Question

plink : Batch effect issues after merge of two datasets

0

Entering edit mode

3.7 years ago

Nicolas Rosewick 11k

Hi,

I merged two plink dataset using

# take only SNP present in both datasets
plink --keep-allele-order --bfile dataset_A --extract snp_in_common.txt --make-bed --out dataset_A_common
plink --keep-allele-order --bfile dataset_B --extract snp_in_common.txt --make-bed --out dataset_B_common

echo dataset_A_common > merge.txt
echo dataset_B_common >> merge.txt

# merge datasets
plink --merge-list merge.txt --make-bed --out dataset_merge

# filter out SNP with low freq and low genotyping rate 
plink --maf 0.01 --geno 0.05 --hwe 0.00001 --bfile dataset_merge --out dataset_merge

I perfomed a PCA (after pruning the merged dataset)

# pruning
 plink --bfile dataset_merge --exclude high-ld-regions.txt --range --indep-pairwise 50 5 0.2 --out dataset_merge
 plink --bfile datase_merge dataset_merge.prune.in --make-bed --out dataset_merge_pruned

 # pca
 plink --pca --bfile dataset_merge_pruned --out dataset_merge_pruned

When I plot PCA shows clearly a strong batch effect between both datasets

enter image description here

I continued the analysis by performing a logistic :

plink --bfile dataset_merge --covar pca_file.txt --covar-name PC1,PC2 --logistic --out dataset_merge

Looking at the manhattan and p-value histogram, there is clearly something not correct ... most of p-values are close to 1..
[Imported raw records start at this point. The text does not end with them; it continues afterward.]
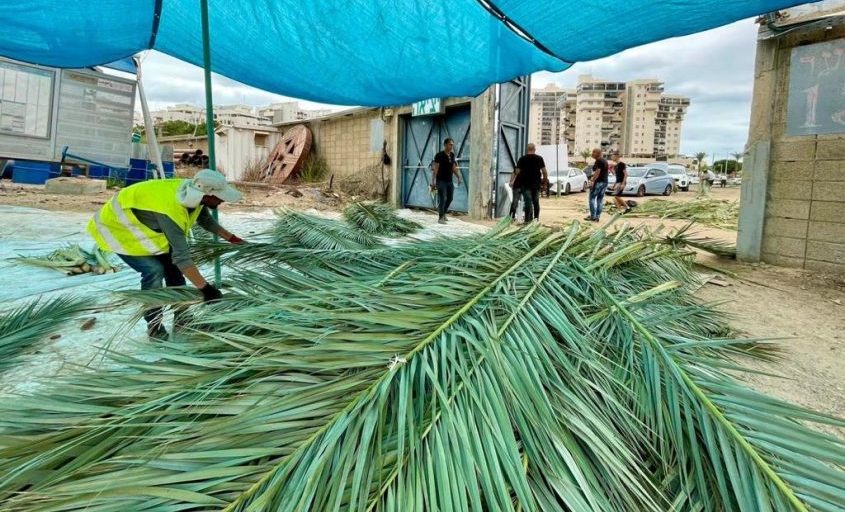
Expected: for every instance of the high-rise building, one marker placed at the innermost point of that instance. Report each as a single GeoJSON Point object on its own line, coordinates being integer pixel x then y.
{"type": "Point", "coordinates": [545, 123]}
{"type": "Point", "coordinates": [635, 118]}
{"type": "Point", "coordinates": [642, 98]}
{"type": "Point", "coordinates": [599, 114]}
{"type": "Point", "coordinates": [670, 117]}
enter image description here

Any idea how to solve this ?

Thank you

P.S. : I also posted this on plink google group. Sorry for the cross post. I can remove this post if needed..

plink merge • 2.5k views

ADD COMMENT • link updated 2.9 years ago by mkasan • 0 • written 3.7 years ago by Nicolas Rosewick 11k

0

Entering edit mode

I am not an expert at all but it looks like PCs explain your dataset perfectly so mutations do not matter anymore. Thus, taking PCs as covariates, mutations are not needed for discrimination anymore. Maybe PC1 does not actually segregate between these 2 datasets and only PC2 is enough to correct for? Sorry if I said something not so smart. How does a PCA of 0/1s look? If it separates well via PC1 - then correcting for PC1 kills all the meaning in mutations...

ADD REPLY • link 3.7 years ago by German.M.Demidov ★ 2.9k

0

Entering edit mode

Here adjusting for PC is to take into account population stratification. I would expect not to have such big discrimination between both datasets as both are based on germline data (already pre filtered for caucasian ancestry)

ADD REPLY • link 3.7 years ago by Nicolas Rosewick 11k

0

Entering edit mode

I would say (from my experience) such a great difference can be explained by different enrichment kits, used to generate 2 datasets. The EUR population PCA usually looks like an angle |_ - so the picture that you have is not typical for population separation, more for a technical batch. But what's the most important is how your cases and controls are distributed across this merged dataset. I'd depict them as different colors, I bet since you have such large p-values cases/controls are distributed across batches along PC1 line - thus, PC1 already explains the case/control separation and there is no variance to be explained by mutations remained.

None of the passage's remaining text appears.